Aquí se experimenta una paradoja, porque la persona humana es algo más profundo que estas dimensiones, no llega a identificarse con ellas, aunque no puede disociarse tampoco. Cuando hablamos de vocación personal, queremos decir, por tanto, que el tú es relacional, busca la comunión con el otro, especialmente con el amado, como plenitud de sí en la ofrenda y la receptividad total y, por esto, hay un sentido tanto para la espera y preparación de este momento de donación existencial así como para la consumación de la entrega.
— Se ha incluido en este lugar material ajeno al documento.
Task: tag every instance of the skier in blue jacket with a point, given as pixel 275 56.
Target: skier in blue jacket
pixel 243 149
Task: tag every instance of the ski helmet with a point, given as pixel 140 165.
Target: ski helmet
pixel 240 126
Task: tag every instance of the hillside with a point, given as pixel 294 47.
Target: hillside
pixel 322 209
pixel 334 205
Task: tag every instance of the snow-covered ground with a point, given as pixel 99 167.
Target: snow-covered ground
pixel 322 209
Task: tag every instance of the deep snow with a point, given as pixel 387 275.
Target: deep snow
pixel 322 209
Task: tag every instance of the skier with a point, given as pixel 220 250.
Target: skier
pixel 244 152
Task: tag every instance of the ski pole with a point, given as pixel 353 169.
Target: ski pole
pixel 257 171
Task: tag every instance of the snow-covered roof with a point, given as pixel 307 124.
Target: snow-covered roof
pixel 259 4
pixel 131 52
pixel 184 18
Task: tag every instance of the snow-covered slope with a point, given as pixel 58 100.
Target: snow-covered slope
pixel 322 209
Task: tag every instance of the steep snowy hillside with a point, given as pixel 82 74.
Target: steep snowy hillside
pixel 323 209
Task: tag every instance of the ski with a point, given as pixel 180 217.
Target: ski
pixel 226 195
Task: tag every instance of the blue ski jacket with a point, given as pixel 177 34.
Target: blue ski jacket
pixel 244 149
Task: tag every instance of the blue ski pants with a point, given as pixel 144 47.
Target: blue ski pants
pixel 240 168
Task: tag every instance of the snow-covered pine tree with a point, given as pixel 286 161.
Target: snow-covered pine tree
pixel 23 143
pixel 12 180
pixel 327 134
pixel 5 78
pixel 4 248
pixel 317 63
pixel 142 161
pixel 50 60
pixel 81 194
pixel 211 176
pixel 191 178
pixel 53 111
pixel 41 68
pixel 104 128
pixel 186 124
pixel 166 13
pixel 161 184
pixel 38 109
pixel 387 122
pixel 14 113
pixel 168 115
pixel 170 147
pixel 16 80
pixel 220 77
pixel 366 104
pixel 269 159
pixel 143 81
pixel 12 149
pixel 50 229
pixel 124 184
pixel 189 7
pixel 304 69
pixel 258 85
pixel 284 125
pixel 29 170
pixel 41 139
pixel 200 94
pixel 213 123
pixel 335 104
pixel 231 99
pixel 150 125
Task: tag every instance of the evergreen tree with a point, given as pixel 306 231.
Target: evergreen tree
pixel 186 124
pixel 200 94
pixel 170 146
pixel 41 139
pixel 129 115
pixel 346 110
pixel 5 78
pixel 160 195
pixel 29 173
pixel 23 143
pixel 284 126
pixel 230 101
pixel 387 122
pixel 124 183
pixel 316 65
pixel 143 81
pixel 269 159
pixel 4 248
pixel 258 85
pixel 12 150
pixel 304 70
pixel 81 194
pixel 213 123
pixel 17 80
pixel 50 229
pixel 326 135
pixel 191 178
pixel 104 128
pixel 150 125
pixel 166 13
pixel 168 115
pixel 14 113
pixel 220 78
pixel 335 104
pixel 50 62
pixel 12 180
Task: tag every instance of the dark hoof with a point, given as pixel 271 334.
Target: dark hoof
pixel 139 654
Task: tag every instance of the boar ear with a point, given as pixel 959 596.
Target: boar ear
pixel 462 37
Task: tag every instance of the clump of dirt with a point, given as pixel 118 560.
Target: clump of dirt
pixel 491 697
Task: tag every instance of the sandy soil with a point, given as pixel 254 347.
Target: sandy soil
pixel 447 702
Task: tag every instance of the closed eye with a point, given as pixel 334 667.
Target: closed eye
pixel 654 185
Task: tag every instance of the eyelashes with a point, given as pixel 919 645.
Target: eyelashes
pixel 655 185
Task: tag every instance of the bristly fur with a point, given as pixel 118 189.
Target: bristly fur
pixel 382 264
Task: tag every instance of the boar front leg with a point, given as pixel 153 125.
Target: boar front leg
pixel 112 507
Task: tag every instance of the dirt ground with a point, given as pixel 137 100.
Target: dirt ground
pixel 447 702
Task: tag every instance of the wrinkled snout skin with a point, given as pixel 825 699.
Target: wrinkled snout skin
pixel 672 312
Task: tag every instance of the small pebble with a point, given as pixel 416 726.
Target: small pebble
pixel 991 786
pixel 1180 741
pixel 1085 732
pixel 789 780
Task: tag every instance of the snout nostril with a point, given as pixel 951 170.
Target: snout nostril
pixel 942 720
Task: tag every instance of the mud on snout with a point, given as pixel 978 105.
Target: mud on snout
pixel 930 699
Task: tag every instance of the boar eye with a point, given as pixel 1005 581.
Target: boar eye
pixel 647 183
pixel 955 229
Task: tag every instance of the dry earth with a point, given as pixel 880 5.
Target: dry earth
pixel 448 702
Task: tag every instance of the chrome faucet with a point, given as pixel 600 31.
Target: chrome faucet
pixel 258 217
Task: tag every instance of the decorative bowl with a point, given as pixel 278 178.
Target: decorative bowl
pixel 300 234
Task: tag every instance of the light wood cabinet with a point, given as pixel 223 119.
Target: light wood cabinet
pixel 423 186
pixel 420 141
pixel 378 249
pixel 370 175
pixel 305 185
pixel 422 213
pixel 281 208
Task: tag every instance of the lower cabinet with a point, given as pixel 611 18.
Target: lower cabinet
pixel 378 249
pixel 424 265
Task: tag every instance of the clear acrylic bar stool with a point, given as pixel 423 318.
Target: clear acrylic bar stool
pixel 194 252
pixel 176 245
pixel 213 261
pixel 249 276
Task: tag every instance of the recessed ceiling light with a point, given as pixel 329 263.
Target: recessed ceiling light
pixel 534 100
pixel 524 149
La auténtica donación del cuerpo es expresión de la entrega de todo el ser a la otra persona, que igualmente corresponde y se entrega, y esto explica los rasgos propios tanto de la virginidad como de la unión en la relación sexual: integridad, totalidad y exclusividad.
Aprecio de lo humano
En realidad, el corazón humano, como sede de la persona, está hecho por Aquel al que tiende y el único en quien encuentra su descanso: “Nos hiciste, Señor, para ti y nuestro corazón está inquieto hasta que descanse en Ti” (San Agustín, Confesiones I, 1, 1). La apertura y la sed del ser humano, la vocación personal que empuja a la comunión y busca la alianza con el otro como forma vitae, sin embargo, no encuentra su realización definitiva en el marco de las relaciones inmanentes, sino en el encuentro íntimo y esponsal con Dios en Cristo.
La virginidad en esta tierra recuerda a todos lo relativo de la realidad presente y su destino último; lo que verdaderamente todos desean y anhelan, pues la comunión que se consuma y goza en la unión esponsal terrena queda siempre incompleta y se resuelve en insatisfacción existencial –y es así aunque solo sea porque es temporal y está abocada a un fin, a un gemido–. La virginidad mantiene encendida la nostalgia de eternidad y perpetuidad que aquí, en esta condición, no se cumple. La virginidad es vigilia y espera, por tanto, de la condición futura de la historia y del cosmos, porque todo está orientado a un destino de comunión con la carne resucitada de Cristo. Entonces, lo creado será tomado, visitado, habitado por Él sin que por ello sufra menoscabo alguno, ni ruptura, ni separación. Estoy hablando del misterio de la divino-humanidad cuando el fuego del Amor de Dios arderá en el interior de cada realidad de este universo sin consumirlo, en un éxtasis que no tendrá fin.
En definitiva, la vocación a la virginidad en la Iglesia no nace de una postura negativa hacia el cuerpo y la sexualidad hasta exigir su sacrificio; no es una vocación de “élite”, para unos pocos elegidos, ni siquiera es algo totalmente ajeno para los no creyentes, pues anuncia la vocación universal de todos los hombres en un gesto de impaciencia, tratando de acortar el tiempo, alumbrando hijos para la eternidad.